Prison Nation: The Rise of Mass Incarceration in t, Topics In History(392-0-26)
Charlotte Emily Rosen
Online: Tues, Thurs, 9:30AM - 10:50AM
Overview of class
The United States holds only 5% of the worlds' population but imprisons 25% of the world's incarcerated people, with one out of five prisoners in the entire world located in the United States. Moreover, as activists and scholars have long made clear, Black, Latinx, and Indigenous people are disproportionately ensnared in this system of mass imprisonment. How did the United States become a prison nation? And how can this history help us make sense of contemporary movements against racialized state violence?
To answer these questions, this course asks students to explore two core and interrelated threads in the history of mass criminalization and incarceration: 1) The central institutions, actors, and ideologies that propelled the development of the modern United States carceral regime 2) The actors, organizations, and movements who fought against the ascent of the prison industrial complex. In braiding these two histories together will, we will consider questions such as: What is the relationship between mass imprisonment and the history of white supremacy, capitalism, patriarchy, imperialism, and trans- and queerphobia? What is historical role and function of police, courts, and prisons? How did imprisoned people and their allies understand the emergent crisis of mass imprisonment, and how did they resist an increasingly normative "tough-on-crime" politics that sanctioned ever-expanding racialized state violence? And most importantly: how does historicizing the carceral state's development and the prisoner-led movements against it matter for contemporary debates about policing and punishment, and for our understanding of United States politics more broadly?

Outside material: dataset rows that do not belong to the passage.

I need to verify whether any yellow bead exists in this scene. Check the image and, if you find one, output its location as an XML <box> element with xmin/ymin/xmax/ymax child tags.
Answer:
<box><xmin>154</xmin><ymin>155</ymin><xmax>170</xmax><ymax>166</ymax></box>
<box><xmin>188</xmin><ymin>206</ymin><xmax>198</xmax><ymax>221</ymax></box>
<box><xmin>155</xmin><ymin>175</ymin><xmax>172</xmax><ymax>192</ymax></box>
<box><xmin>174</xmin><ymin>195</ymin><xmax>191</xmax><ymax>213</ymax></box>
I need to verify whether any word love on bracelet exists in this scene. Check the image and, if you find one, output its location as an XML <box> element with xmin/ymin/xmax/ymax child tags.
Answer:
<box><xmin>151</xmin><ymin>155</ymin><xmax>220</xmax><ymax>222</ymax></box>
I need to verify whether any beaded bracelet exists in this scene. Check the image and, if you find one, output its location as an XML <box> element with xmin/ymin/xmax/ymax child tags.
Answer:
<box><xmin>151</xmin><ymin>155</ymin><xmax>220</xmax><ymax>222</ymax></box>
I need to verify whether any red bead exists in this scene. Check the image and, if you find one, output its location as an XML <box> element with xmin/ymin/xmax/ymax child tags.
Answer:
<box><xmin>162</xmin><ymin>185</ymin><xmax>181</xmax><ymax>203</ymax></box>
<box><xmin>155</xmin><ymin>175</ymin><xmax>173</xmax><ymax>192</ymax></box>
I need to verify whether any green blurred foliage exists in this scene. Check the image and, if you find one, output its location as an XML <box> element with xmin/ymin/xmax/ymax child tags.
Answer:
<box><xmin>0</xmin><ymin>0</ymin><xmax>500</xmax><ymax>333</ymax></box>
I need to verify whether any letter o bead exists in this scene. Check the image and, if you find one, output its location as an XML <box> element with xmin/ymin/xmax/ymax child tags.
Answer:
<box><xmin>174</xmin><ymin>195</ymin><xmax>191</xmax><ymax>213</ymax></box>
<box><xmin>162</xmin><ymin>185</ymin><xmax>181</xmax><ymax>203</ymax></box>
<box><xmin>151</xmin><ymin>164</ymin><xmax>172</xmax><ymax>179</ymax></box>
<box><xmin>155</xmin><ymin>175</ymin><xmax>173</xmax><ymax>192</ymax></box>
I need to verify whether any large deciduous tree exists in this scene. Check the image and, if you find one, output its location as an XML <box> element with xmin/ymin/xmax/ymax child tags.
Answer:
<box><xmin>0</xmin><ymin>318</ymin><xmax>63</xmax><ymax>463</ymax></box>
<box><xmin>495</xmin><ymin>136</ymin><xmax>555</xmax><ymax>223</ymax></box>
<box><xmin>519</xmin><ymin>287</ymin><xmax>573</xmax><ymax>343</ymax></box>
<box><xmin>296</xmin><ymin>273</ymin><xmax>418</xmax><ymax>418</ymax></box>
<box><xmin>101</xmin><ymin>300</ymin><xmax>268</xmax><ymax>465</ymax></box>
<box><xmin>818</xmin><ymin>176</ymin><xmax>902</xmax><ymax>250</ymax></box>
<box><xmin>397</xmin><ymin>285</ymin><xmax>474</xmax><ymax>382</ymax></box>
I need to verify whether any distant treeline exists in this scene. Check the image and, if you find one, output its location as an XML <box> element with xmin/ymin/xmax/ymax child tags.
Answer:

Articulate historical arguments about the origin(s), purpose(s), and effect(s) of United States policing, criminalization, and imprisonment; Speak confidently about the history of prisoner movements and the Black imprisoned radical tradition, including its relationship to the broader postwar Black freedom struggle; Interrogate concepts like "crime" and "criminality" and assess the historical development and presumed neutrality of the criminal punishment system in the United States; Analyze primary sources and link your analyses to broader debates or concepts in the course; Write clearly about the connections between historical interpretations of the United States criminal punishment system and present day political debates, policies, and social movements
Op-Eds (2): 15% each, 30% in total; Primary Source Analysis: 15%; Class Participation: 20%; Critical Questions: 5%; Final Project (research paper, policy brief, or zine): 30%
Class Materials (Required)
All texts will be available on Canvas.